Burkhart engages with themes such as gender, power, representation, performativity, the body, exploitation, the tension between public and private, and the boundary between fiction and reality. Central to her work is the way in which female figures are constructed and represented in popular culture. She does not shy away from confrontation: her work is fierce, unmistakably personal and overtly political.
She often works in long-running series in which she brings together image and text through a bold, punk-related visual idiom marked by razor-sharp humour. Since 1982, Burkhart has been developing "The Liz Taylor Series", in which the American actress Elizabeth Taylor functions as an alter ego, archetype and performative mask. Taylor becomes a symbol and indirect self-portrait through which Burkhart raises more layered questions about femininity, identity, fame and power, and the patriarchal system in which these intersect. Her work also critically examines the gaze: the power dynamics between looking and being looked at. Her practice is grounded in both visual culture and academic discourse.
Burkhart draws from a personal archive of Elizabeth Taylor images, ranging from film stills and promotional portraits to paparazzi shots. Taylor’s life was relentlessly documented in the media, though she herself often appeared unfazed by it. Burkhart translates this imagery into large-scale paintings with explicit text, portraying Taylor as diva, victim, seductress or rebel. These vividly coloured works feature faux fur, fake tattoos, stickers and autobiographical objects. They oscillate between self-portrait and social critique, offering commentary on the roles that are still being imposed on women and gender-nonconforming people today.
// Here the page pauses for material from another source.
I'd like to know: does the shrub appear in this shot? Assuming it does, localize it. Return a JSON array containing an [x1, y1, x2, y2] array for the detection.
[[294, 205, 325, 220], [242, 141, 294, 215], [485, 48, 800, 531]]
Burkhart, in many ways, reclaims authorship over that representation.
The exhibition includes several works from this series, including recent paintings in which English and Dutch slurs and slogans function as visual statements. Some resemble the front page of a tabloid.
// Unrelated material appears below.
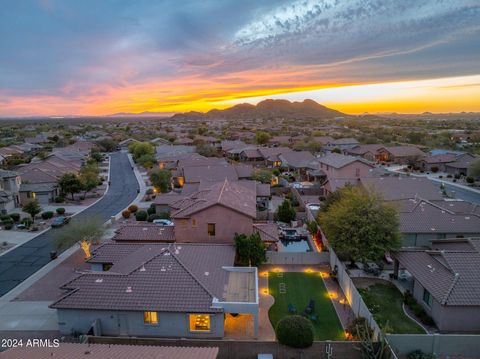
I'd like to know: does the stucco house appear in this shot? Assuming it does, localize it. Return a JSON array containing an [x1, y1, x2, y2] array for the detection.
[[377, 146, 426, 165], [0, 169, 21, 213], [360, 177, 480, 247], [170, 180, 257, 243], [310, 153, 374, 193], [50, 241, 258, 338], [393, 238, 480, 333]]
Burkhart’s visual strategies are inseparably connected to language. She uses words as weapons, as tools for control and liberation. Together with the images, they generate a tension that compels the viewer to reflect, question or recoil. Her work confronts the viewer with women portrayed as loud, radical, dominant, abrasive, bitchy and nonconforming — words that clash with conventional expectations of what women are apparently supposed to be. Yet her use of such language is not merely provocative: it acts as a strategic intervention, disrupting the image, claiming space and challenging traditional depictions of femininity. In combining this with personal texts, feminist theory and autobiographical materials, Burkhart highlights the construction of identity in a media-saturated culture. Her works embody anger, pain and lived experience, while also opening up space for new ways of seeing.
In the gallery’s back space, Burkhart presents her new video work "Out of Time" (2025). Filmed in Times Square and the Keukenhof, both locations that are continuously documented and consumed — especially on social media — the piece combines these images with fragments from her journals and poetry, along with quotations from T.S. Eliot and Martin Heidegger. The film reflects on time, transience and the physical experience of space and liminality, forming a meditative counterpoint to the louder paintings shown at the front. The work explores a nonlinear experience of time, one that jumps forwards and backwards.
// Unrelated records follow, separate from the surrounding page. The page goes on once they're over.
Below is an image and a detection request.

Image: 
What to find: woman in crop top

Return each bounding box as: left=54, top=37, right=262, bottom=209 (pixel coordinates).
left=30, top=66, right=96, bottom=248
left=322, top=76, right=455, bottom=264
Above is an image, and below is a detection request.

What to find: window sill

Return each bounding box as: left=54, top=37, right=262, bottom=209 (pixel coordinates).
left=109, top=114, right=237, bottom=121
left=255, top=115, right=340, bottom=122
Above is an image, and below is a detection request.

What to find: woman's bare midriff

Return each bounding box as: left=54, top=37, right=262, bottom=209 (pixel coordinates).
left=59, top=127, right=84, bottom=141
Kathe Burkhart was born in 1958 in Martinsburg, West Virginia, and studied at the California Institute of the Arts. She now divides her time between New York and Amsterdam. Her work has been exhibited at the Whitney Museum, MoMA PS1, the New Museum and the Brooklyn Museum, the Venice Biennale, the Art Institute of Chicago, the Stedelijk Museum and SMAK in Ghent. Her work is held in the collections of the Whitney Museum, the Art Institute of Chicago, Moderna Museet in Stockholm, SMAK in Ghent, the Stedelijk Museum and the Amsterdam Museum. Alongside her visual practice, Burkhart is also an author. She has published poetry, essays and four books of fiction, and contributed to various publications including Artforum, Hyperallergic, Cultural Politics, FlashArt and Women and Performance. In 2016, her archive was acquired by NYU, where she taught for many years. The following year she received a prestigious Guggenheim Fellowship.